J'aimerais savoir l'origine et l'histoire de l'anglais rastafari, l'« Iyaric »
Question d'origine :
J'aimerais savoir l'origine et l'histoire de l'anglais rastafari, l'« Iyaric ». Y a-t-il des études qui lui sont consacrées ? Existe-t-il encore en 2023 ? Quels sont des exemples de mots contestataires vis-à-vis de l'Occident (Babylone) ? Y a-t-il de grands auteurs qui l'utilisent ?
Réponse du Guichet
Le I-yaric, dread-talk ou parler rasta constitue une forme très originale de réinvention de la langue anglaise, au carrefour du politique, du religieux et du culturel.
Le I-yaric ou Dread-talk puise son origine dans le Rastafarisme, ce mouvement politique et religieux qui voit le jour en Jamaïque, dans les années 1930. Pour rappel, le Rastafarisme prône, en s'appuyant sur une lecture messianique de la Bible, un retour en Afrique des descendants d’esclaves exilés sur le continent américain et dans la zone caribéenne. Car, en dépit de l’abolition de l’esclavage, les conditions de vie des descendants d’esclaves demeurent terriblement précaires et soumises à l’injustice et à l’oppression.
C’est dans ce contexte que naît le I-yaric ou dread-talk. La langue anglaise étant perçue comme la langue de l’oppresseur et donc corrompue, il s’agit de s’en affranchir en se réappropriant la langue et ses concepts. Il faut, en effet, décoloniser les esprits.
La domination Blanche ou plutôt "Babylon", comme la qualifie les Rastas, se trouve au cœur de la critique de ce mouvement. Il est intéressant d’ailleurs de noter la polysémie du terme "Babylon", dans la culture Rasta. Cela peut désigner tout aussi bien une organisation qui opprime des innocents, comme la police ou le gouvernement que le monde matérialiste façonné par l’homme blanc.

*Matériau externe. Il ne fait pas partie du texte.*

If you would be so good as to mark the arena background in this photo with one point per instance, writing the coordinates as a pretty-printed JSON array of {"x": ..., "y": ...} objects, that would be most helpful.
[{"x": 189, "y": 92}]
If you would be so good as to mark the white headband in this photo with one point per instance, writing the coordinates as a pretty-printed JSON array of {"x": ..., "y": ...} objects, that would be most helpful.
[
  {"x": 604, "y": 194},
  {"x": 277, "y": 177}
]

Dans ce registre contestataire, nous pouvons souligner l’inventivité de ce langage en mentionnant, par exemple, les mots-valises, trouvailles de Peter Tosh, dans ses chansons, tels que «shitstem» (system) ou encore «polytricks» (politics), qui résume bien le sentiment que peut inspirer à certains la politique. «Trick» signifiant tour, ruse, en anglais.
Autre exemple, le remplacement d’un préfixe ou d’un suffixe par un autre afin de davantage faire correspondre le sens d’un mot avec sa sonorité. Pour la culture rasta, il est ainsi difficilement concevable que le mot qui désigne quelqu’un d’opprimé (oppressed) commence par le son «up». On lui préfèrera donc «downpression», qui reflète mieux le rapport d’infériorité entre des individus.

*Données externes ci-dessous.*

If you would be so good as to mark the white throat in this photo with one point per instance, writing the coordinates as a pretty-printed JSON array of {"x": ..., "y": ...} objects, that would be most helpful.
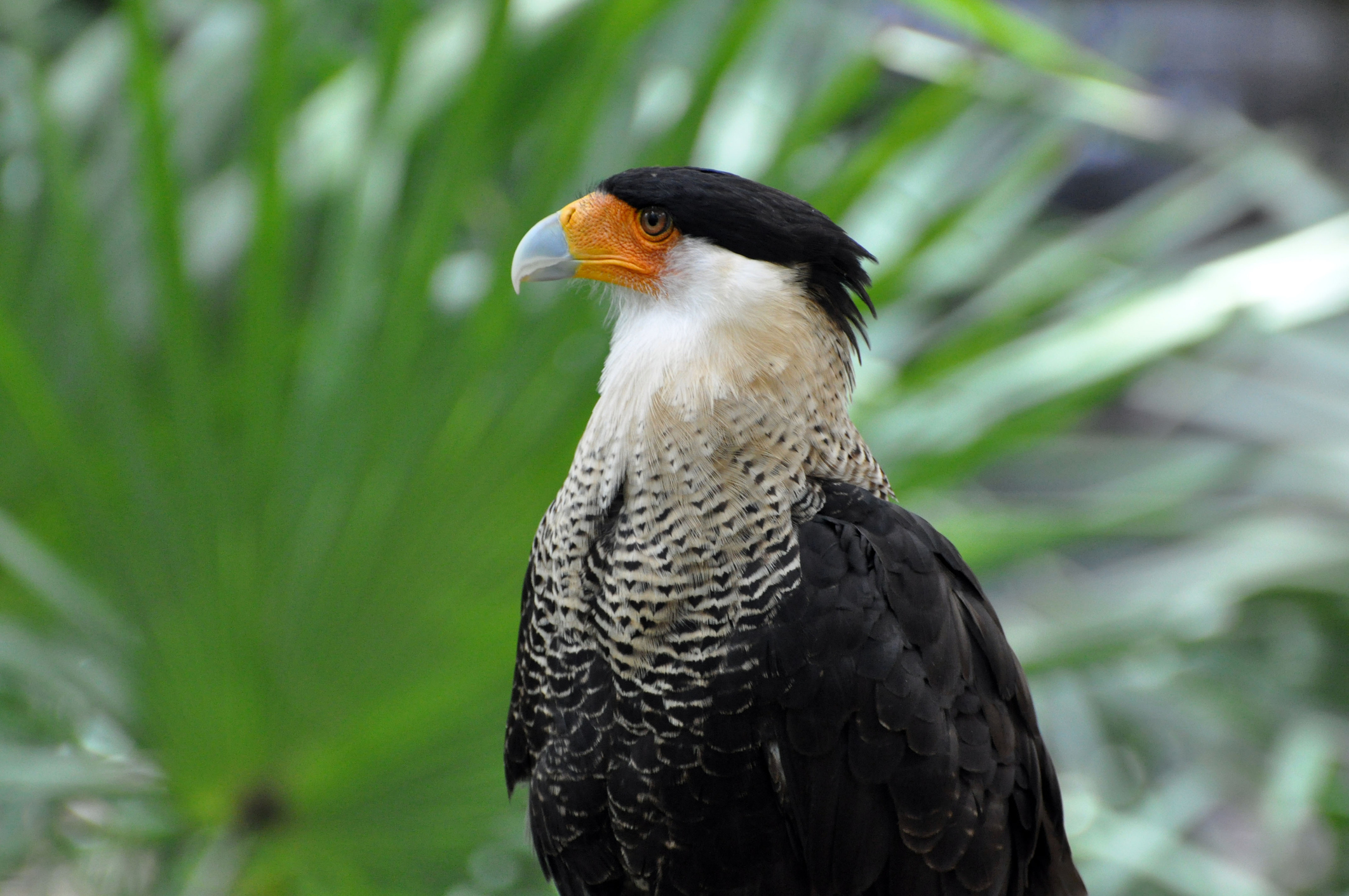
[{"x": 723, "y": 326}]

S’il est difficile de citer des écrivains qui ont adopté ce langage dans leurs œuvres, à l’exception notable du Nobel de Littérature 1992, Dereck Walcott, nous pouvons toutefois affirmer que le reggae a constitué une formidable caisse de résonance culturelle pour la diffusion du dread-talk. En effet, qui n’a pas déjà essayé de déchiffrer les messages politiques de Bob Marley? Nous conclurons justement sur l’un des meilleurs titres de ce dernier, dans sa version "Live at the Lyceum", «Them belly full but we hungry». Ce titre illustre parfaitement les subtilités du dread-talk et la critique politique qu’il contient. En bon anglais, ce titre devrait, en effet, s’énoncer «their belly are full but we are hungry– leurs ventres sont pleins mais nous avons faim». Il faut remarquer l’ellipse des verbes, ici, ainsi que l’inversion pronominale (them pour their) si typiques du dread-talk.
Le dread-talk se distinguant avant tout par sa forme orale, il peut s'avérer compliqué de trouver des textes sur le sujet. Notre réponse s'appuie d'ailleurs principalement sur des blogs de passionnés et sur l'article de l'encyclopédie Universalis consacré au Rastafarisme. Cependant, nous vous signalons le livre suivant, non traduit en français, qui fait référence sur le sujet mais auquel, malheureusement, nous n'avons pu avoir accès que partiellement sur le Web :
Dread-talk : the language of Rastafari de Velma Pollard.